There is the danger of Christians, thankful that their destination is heaven and that their sins have been forgiven, feeling that this is as far as the believer has to go. Let us look for a few moments at the exhortation to have deeper understanding of some of the great truths concerning the Lord Jesus Christ.
First, "it pleased the Father that in him should all fullness dwell" (1.19). "In him" refers to the Lord Jesus. Other texts, such as that of JND, have it "in him all the fullness of the Godhead was pleased to dwell". How glorious this is! Lightfoot states, "The totality of the divine attributes were pleased to dwell in Him"; and "As He is first with respect to the universe, so it was ordained that He should become first with respect to the Church as well". Let us enjoy often our consideration of such wondrous greatness as we appreciate the fullness of the Lord Jesus, not forgetting that He who also knows us, loves us and cares for us individually.
Second, "In whom are hid all the treasures of wisdom and knowledge" (2.3). What a treasure trove this is! All, not just some, of these gems are found in Christ, and therefore to seek them elsewhere is folly. Such wisdom and knowledge does not lie on the surface but must be sought as hidden treasure. In a world where there is a multitude of religions, views, science and ideas the wise ensure that their understanding and thoughts are based on the Word of God. All knowledge is comprehended in Christ.
Third, "As ye have therefore received Christ Jesus the Lord, so walk ye in him: Rooted and built up in him" (2.6-7). The grammar used by Paul indicates that we should go on walking in Him, stable at all times. This he qualifies clearly in v.7. We must be "rooted", as a tree; "built", as a building being constructed; and "stablished", to be stable and remain strong despite the power of outside forces. In Colosse the powers working against the gospel sought to assault those who were Christians, just as such opposition does today. Let the Christian keep heart and mind on the Lord as the enemy seeks to attack. To walk in Him indicates the manner of life which is practised by those who have come to know Him. The claim to be a believer is doubtful should the manner of life fail constantly to be in line with the teaching of Scripture.
Fourth, "For in him dwelleth all the fullness of the Godhead bodily" (2.9).
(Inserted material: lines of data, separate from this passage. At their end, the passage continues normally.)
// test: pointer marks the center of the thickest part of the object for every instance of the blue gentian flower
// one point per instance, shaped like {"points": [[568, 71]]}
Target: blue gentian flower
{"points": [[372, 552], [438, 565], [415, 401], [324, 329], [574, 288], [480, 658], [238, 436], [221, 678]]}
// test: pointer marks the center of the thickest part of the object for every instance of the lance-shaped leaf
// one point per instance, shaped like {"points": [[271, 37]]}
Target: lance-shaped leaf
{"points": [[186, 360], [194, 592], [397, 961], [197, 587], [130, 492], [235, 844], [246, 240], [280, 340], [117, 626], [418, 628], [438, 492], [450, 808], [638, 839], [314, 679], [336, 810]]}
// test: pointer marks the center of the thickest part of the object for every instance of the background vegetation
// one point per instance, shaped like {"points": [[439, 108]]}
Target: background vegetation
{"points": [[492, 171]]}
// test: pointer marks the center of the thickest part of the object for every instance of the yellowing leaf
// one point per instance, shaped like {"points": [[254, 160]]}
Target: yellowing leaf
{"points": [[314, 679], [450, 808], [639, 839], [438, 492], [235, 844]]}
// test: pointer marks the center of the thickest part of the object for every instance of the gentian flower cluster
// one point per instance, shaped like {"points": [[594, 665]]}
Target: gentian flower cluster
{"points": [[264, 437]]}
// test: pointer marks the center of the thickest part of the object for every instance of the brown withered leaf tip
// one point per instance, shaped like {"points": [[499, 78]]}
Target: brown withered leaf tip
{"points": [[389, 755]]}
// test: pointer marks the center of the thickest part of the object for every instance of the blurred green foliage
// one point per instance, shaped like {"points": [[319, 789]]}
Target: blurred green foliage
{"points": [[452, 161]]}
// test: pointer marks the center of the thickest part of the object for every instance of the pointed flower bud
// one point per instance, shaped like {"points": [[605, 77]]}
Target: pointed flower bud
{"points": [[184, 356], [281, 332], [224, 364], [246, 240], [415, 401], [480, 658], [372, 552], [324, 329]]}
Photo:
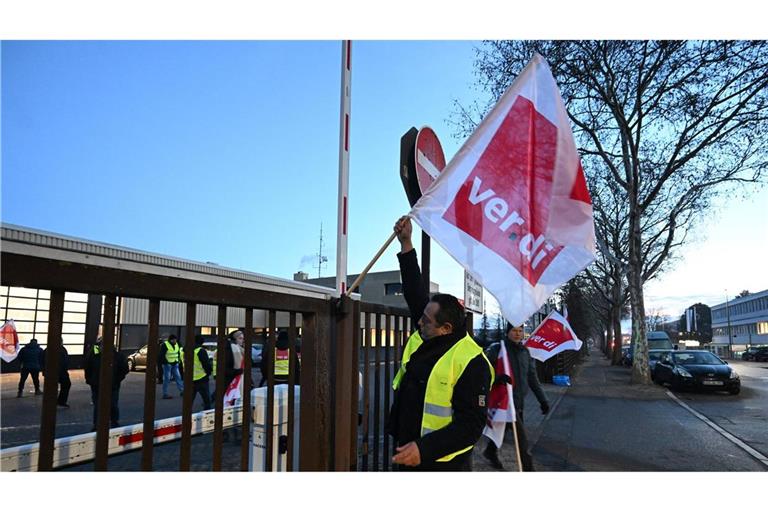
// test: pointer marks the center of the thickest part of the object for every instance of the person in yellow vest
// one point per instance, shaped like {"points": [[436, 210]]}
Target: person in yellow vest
{"points": [[169, 355], [281, 357], [439, 409], [201, 370]]}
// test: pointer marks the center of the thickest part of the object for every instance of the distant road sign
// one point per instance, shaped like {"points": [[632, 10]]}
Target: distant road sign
{"points": [[430, 160], [473, 294]]}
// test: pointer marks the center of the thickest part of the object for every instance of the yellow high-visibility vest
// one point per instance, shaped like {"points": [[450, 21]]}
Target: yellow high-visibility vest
{"points": [[438, 412], [282, 362], [172, 354], [198, 372]]}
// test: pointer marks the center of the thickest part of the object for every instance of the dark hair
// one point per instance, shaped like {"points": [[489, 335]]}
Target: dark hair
{"points": [[451, 311]]}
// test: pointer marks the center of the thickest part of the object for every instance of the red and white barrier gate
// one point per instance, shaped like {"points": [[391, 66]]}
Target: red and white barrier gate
{"points": [[82, 447]]}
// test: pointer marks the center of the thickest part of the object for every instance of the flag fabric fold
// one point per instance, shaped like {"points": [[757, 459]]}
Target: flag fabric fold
{"points": [[501, 407], [552, 336], [512, 207]]}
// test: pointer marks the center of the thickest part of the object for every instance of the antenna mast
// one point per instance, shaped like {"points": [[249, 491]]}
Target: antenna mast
{"points": [[320, 258]]}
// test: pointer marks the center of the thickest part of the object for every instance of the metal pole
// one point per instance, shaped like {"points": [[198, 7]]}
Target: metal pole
{"points": [[728, 314], [341, 241]]}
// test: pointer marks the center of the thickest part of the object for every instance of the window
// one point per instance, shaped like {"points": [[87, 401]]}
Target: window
{"points": [[393, 289]]}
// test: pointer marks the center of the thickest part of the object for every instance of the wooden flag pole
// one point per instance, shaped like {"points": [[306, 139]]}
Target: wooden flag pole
{"points": [[517, 447], [368, 267]]}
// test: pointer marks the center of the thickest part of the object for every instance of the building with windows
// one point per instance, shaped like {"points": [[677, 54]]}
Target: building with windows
{"points": [[384, 288], [83, 313], [740, 323]]}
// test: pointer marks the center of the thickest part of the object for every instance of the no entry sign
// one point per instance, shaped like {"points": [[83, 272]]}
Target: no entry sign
{"points": [[429, 156], [421, 161]]}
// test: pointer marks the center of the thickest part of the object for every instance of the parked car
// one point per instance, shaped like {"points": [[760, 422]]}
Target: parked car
{"points": [[138, 359], [696, 369], [761, 355], [653, 357], [626, 355], [749, 354]]}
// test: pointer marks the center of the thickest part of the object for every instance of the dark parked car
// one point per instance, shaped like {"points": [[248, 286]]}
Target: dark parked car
{"points": [[761, 355], [696, 369], [138, 359], [626, 355], [653, 357]]}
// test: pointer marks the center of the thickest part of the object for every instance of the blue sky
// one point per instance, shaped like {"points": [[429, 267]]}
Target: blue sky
{"points": [[228, 152], [219, 151]]}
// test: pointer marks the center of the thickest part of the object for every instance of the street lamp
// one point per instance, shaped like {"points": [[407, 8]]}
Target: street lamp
{"points": [[728, 315]]}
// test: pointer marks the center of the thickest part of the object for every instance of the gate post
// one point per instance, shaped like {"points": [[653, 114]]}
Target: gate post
{"points": [[343, 384]]}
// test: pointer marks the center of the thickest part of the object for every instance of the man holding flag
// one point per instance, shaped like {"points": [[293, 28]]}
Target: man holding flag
{"points": [[439, 409], [523, 375]]}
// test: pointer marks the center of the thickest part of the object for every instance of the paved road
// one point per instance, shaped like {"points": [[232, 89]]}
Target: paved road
{"points": [[604, 423], [745, 415]]}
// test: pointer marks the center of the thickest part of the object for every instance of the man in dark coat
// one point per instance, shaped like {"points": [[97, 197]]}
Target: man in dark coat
{"points": [[92, 376], [281, 353], [64, 381], [523, 377], [442, 326], [30, 356]]}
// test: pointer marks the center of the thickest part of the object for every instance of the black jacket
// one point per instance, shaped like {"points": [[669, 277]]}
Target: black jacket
{"points": [[93, 367], [63, 363], [469, 394], [30, 357], [205, 361], [523, 371]]}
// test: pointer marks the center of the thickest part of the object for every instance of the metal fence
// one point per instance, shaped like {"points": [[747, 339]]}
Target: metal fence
{"points": [[328, 414]]}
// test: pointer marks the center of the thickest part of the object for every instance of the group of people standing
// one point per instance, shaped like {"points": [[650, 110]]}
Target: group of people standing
{"points": [[170, 363], [32, 359]]}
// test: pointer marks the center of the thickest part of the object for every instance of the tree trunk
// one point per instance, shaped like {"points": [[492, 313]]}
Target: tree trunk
{"points": [[608, 337], [616, 316], [617, 338], [640, 371]]}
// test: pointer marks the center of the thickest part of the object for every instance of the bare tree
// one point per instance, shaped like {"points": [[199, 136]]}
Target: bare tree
{"points": [[672, 123]]}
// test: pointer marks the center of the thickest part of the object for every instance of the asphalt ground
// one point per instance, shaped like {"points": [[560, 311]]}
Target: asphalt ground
{"points": [[604, 423], [601, 423]]}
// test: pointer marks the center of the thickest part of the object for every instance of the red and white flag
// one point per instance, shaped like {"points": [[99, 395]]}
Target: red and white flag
{"points": [[551, 337], [9, 341], [234, 391], [501, 407], [512, 207]]}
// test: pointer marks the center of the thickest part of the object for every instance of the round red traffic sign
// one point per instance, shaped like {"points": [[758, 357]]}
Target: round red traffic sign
{"points": [[430, 160]]}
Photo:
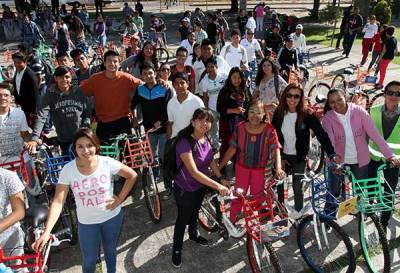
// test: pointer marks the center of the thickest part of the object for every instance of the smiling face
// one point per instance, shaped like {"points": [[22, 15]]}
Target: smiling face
{"points": [[85, 149]]}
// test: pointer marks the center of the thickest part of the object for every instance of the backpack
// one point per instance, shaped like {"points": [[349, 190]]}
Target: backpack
{"points": [[170, 167]]}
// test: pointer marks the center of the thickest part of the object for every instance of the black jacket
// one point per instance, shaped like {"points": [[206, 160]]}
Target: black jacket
{"points": [[28, 97], [303, 136]]}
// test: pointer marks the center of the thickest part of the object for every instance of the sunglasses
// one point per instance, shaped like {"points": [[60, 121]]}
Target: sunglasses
{"points": [[392, 93], [289, 96]]}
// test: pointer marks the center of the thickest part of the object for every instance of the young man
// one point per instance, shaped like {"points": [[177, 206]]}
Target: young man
{"points": [[68, 108], [180, 67], [13, 128], [234, 53], [354, 25], [111, 88], [26, 92], [387, 119], [154, 99], [182, 106], [388, 53], [209, 90], [299, 42]]}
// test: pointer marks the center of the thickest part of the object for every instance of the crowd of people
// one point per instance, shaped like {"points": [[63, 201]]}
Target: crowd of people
{"points": [[211, 108]]}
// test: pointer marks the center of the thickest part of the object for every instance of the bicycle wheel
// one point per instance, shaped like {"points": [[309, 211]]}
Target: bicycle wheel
{"points": [[315, 156], [320, 88], [69, 219], [374, 245], [327, 253], [378, 99], [151, 195], [207, 215], [162, 55], [262, 256], [339, 82]]}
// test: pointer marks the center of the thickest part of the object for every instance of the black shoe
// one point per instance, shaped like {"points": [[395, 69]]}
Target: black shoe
{"points": [[200, 240], [177, 258]]}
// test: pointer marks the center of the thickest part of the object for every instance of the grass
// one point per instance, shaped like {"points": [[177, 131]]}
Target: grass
{"points": [[323, 35]]}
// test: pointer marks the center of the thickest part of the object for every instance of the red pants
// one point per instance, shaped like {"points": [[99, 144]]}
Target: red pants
{"points": [[245, 178], [383, 64], [366, 48]]}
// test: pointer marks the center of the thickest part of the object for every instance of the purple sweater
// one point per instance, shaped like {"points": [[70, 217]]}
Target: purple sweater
{"points": [[362, 126]]}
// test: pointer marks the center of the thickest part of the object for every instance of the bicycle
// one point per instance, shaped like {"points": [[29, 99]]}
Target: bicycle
{"points": [[137, 154], [371, 199]]}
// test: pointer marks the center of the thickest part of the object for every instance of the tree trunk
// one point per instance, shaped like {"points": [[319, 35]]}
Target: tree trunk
{"points": [[314, 12], [234, 5]]}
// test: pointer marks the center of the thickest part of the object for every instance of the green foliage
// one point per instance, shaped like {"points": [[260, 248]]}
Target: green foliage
{"points": [[329, 14], [383, 12]]}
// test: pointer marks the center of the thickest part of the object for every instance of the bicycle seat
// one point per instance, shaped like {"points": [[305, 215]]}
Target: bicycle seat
{"points": [[36, 215], [348, 71], [320, 98]]}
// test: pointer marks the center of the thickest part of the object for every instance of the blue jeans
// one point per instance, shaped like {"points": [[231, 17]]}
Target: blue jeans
{"points": [[90, 237]]}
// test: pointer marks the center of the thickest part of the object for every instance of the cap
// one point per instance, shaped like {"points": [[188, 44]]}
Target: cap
{"points": [[61, 71]]}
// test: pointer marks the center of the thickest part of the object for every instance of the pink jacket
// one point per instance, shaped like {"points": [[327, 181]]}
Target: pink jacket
{"points": [[362, 126]]}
The first thing to notice is that the verse quoted at the head of this page seems almost identical to the verse above. But there is a difference. This verse, stating that all fullness dwells "in him", indicates that that fullness does so "bodily" as one whole. The fullness of the Godhead dwells in Christ and never will be diluted, deleted or partially removed. The totality of divine powers and attributes are in Christ who ensures that we have the satisfaction of every spiritual need.
Fifth, the following verse continues in this theme, "Ye are complete in him" (v.10). This is in the passive voice. We have had no part in the doing of this, it was all carried out for us. No other source is required and no other can take part in bringing this to its gaol.
How wondrous is the gospel and how great the work of the One who died and rose again. Let us continue considering Him who gave Himself so that eternal enjoyment of Him can continue, never to be taken from us.